Cat, the older sister, has no desire to be a mother at all. But Parsons doesn’t really believe it’s possible to be a real woman and not want a baby. The only characters in the novel that he really despises are a mother who leaves her children and a career woman with no maternal instinct.

As soon as Cat thinks about babies, she changes her mind: “Without children all you had was now, and reminders of the past.” And then when she actually gets to hold one: “When Cat held the baby she felt a physical yearning more powerful than any craving she had ever known
Meanwhile, Paulo loves Jessica. He thinks that together they are complete – a family of two. But Jessica can’t be happy until she has a baby, and the baby stubbornly refuses to come. Megan doesn’t love her boyfriend anymore. After a brief affair with stand with an Australian beach bum, she finds that even a trainee doctor can slip up on the family planning.

But Cat loves her life. After bringing up her two youngest sisters, all she craves is freedom. Her older boyfriend has done the family thing before and is in no rush to do it all again. But can a modern woman really find true happiness without ever being in the family way?

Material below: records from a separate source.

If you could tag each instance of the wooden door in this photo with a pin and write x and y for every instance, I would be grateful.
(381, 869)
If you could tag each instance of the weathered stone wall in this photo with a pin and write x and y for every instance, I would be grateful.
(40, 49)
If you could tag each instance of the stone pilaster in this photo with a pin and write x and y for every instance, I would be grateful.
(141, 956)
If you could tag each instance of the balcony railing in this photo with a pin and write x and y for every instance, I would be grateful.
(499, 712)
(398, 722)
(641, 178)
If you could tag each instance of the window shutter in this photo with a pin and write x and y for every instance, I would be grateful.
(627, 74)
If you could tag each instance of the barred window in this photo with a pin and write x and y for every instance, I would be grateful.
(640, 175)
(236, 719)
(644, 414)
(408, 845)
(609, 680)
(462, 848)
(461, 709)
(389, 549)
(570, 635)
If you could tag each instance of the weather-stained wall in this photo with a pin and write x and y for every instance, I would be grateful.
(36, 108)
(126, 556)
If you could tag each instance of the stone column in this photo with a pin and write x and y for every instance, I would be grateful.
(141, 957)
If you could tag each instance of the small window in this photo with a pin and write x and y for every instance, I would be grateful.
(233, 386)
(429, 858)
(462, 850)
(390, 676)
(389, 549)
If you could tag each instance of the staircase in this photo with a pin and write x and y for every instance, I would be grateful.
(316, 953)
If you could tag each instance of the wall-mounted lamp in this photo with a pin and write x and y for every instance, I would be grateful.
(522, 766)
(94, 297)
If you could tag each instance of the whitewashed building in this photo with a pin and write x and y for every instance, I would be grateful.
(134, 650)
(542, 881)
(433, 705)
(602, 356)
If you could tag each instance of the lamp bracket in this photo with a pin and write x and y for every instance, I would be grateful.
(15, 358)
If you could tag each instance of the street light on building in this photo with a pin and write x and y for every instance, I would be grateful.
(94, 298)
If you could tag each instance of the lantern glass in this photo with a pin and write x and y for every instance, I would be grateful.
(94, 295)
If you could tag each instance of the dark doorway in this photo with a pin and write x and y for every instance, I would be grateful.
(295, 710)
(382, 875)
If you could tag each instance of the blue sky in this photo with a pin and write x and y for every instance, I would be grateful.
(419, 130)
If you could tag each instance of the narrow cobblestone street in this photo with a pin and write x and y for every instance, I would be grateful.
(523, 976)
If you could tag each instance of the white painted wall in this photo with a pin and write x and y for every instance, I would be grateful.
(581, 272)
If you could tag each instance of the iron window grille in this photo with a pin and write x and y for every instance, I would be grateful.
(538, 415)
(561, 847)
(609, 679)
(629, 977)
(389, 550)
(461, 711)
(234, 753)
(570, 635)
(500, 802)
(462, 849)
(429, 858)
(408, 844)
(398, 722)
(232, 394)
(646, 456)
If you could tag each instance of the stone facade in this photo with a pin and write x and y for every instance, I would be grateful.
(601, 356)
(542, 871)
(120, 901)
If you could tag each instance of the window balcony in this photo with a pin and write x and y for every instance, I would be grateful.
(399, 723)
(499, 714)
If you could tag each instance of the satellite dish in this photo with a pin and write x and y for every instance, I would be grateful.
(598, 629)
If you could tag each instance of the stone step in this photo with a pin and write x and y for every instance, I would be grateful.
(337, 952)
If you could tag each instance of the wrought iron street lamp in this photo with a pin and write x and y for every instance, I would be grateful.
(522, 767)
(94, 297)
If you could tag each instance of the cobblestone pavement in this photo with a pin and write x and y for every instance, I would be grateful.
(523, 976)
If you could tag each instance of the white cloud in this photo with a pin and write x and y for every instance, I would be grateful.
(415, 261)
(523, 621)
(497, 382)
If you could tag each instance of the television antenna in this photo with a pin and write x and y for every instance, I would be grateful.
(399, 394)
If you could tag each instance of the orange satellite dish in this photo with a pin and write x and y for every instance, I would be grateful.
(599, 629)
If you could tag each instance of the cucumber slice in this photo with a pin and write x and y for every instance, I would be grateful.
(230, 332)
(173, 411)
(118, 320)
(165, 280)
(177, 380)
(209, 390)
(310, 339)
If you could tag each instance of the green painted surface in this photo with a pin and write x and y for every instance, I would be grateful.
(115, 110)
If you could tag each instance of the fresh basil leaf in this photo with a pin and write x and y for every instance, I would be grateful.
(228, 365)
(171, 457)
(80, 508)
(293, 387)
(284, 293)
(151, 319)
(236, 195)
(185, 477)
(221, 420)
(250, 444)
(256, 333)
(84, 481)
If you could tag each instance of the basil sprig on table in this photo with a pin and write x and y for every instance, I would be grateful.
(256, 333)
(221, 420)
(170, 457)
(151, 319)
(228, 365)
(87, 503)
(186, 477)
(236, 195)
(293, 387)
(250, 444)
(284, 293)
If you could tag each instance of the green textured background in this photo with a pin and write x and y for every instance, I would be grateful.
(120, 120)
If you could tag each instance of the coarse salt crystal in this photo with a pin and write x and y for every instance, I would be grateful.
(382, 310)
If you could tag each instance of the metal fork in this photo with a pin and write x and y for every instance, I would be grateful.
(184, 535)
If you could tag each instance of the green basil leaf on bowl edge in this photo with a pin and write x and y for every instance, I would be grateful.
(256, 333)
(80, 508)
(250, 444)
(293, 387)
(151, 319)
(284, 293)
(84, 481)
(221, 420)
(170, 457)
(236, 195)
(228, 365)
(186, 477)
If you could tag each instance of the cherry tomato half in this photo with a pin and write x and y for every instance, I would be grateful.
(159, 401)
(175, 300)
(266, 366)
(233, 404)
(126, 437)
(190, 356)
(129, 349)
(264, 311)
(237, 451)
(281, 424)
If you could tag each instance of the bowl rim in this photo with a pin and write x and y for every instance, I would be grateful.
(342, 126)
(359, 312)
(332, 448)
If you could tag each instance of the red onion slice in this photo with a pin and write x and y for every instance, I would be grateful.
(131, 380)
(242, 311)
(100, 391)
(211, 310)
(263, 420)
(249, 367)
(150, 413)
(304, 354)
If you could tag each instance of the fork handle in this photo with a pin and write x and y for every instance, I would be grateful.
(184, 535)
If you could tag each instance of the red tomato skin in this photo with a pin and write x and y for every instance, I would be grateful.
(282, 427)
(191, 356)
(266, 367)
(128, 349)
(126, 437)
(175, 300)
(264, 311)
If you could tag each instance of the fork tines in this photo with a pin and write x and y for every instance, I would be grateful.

James Franken thinks there are some good things about Parsons’s book. “It opens with a great forward rush, lacks pretension and is written in a plain style; its multiple plots are well organized and for long stretches it’s very readable.”

Everyone is either pregnant, trying to get pregnant or coping with their failure to get pregnant. Fate seems to follow all the women around.

The student doctor who dumps her long-term boyfriend is promptly knocked up by a visiting Australian, while the woman whose husband has a vasectomy is inseminated by her tennis instructor and the dream mum is cursed with endometriosis.

The book shows how persons morph into families against their wish sometimes and is really about women’s struggles with “sex, love and the meaning of family”.